Three of the five accused were jailed for 20 years, a fourth for 10 years, while the fifth man was acquitted by the court in Phnom Penh on Tuesday.
Christopher Howes, the murdered British charity worker, and his translator Huon Huot were shot a few days after they were seized near the famed Angkor Wat temples in northwest Cambodia.
At the time the Khmer Rouge were battling government troops towards the end of Cambodia's civil war.
Their remains were found in 1998, the same year Cambodia's civil war ended when the Khmer Rouge movement disintegrated.
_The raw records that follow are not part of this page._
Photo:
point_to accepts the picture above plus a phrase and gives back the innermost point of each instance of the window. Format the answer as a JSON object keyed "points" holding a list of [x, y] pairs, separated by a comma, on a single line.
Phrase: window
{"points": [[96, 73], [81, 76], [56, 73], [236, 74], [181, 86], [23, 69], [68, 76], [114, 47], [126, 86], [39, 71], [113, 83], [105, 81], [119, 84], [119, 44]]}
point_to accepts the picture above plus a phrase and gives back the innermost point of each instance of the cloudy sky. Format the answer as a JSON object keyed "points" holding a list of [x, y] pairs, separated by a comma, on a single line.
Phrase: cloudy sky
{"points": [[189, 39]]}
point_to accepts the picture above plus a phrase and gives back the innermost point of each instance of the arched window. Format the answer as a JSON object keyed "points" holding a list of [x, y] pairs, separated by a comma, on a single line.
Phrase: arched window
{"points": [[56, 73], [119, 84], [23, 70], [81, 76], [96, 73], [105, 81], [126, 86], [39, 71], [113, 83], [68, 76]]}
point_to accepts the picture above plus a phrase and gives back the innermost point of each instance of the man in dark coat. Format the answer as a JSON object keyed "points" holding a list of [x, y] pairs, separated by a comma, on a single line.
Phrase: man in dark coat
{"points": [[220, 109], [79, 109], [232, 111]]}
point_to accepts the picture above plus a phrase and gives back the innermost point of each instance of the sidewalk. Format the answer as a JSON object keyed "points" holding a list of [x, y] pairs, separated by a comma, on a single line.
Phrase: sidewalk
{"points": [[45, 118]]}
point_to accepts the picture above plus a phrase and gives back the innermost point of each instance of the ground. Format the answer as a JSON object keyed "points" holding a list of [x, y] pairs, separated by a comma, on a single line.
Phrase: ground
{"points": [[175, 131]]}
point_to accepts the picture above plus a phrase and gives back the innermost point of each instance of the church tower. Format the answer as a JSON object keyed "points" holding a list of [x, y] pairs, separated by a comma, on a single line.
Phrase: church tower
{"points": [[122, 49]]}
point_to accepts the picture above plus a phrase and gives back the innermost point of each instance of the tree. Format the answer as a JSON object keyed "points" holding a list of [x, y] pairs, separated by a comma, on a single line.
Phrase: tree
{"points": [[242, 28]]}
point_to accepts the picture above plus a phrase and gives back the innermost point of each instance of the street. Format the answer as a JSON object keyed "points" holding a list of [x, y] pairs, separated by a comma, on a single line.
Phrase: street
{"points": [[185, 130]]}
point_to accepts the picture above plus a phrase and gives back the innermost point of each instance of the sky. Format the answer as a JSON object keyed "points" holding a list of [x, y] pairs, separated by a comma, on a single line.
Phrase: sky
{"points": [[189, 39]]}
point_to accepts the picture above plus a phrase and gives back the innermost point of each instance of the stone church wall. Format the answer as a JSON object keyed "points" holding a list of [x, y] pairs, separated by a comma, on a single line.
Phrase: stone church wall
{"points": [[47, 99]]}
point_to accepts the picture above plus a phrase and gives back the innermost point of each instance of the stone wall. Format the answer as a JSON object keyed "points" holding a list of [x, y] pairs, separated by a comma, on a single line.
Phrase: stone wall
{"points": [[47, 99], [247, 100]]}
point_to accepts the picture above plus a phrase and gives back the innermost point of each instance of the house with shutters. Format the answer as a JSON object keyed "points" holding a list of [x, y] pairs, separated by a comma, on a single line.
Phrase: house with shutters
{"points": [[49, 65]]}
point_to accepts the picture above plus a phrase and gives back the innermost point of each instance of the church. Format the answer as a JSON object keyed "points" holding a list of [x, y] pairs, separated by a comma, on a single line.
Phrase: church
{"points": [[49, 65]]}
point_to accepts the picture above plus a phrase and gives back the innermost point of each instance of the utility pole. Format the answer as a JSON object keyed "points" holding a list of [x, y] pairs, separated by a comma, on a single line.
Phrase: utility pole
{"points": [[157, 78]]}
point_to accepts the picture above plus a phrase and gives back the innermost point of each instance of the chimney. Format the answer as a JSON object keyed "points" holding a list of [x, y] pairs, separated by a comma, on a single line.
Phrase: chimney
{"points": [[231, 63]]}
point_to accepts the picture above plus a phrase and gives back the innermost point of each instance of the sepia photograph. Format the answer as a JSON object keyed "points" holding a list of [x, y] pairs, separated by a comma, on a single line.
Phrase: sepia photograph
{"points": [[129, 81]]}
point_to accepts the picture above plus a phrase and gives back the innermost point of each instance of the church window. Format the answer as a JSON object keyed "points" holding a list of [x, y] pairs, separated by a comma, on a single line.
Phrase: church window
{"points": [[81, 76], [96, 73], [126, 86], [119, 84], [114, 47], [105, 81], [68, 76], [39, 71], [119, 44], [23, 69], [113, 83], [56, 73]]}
All five of the men sentence on Tuesday - Khem Ngun, Puth Lim, Loch Mao, Sin Dorn and Cheap Chet - were arrested over the past year, nearly a decade after a joint investigation into the incident by British and Cambodian police.
Khem Ngun, Puth Lim and Loch Mao, were each sentenced to 20 years in prison, while Sin Dorn was jailed for 10 years.
Iv Kim Sri, the presiding judge, also ordered the men jointly to pay $10,000 to the families of the victims.
The British government and the Mines Advisory Group charity, for which the two dead men worked, welcomed the verdict, saying their families were "extremely satisfied with today's outcome".
"Today, we feel that justice has been done for our two colleagues who were brutally murdered whilst carrying out life-saving work," Lou McGrath, a Mines Advisory Group executive, said in a statement issued at the court.
Bill Rammell, a UK junior foreign minister, said: "I welcome the guilty verdicts and sentences handed down today by a Cambodian court in the trial of those responsible. The verdict brings to an end 12 years of uncertainty for their families."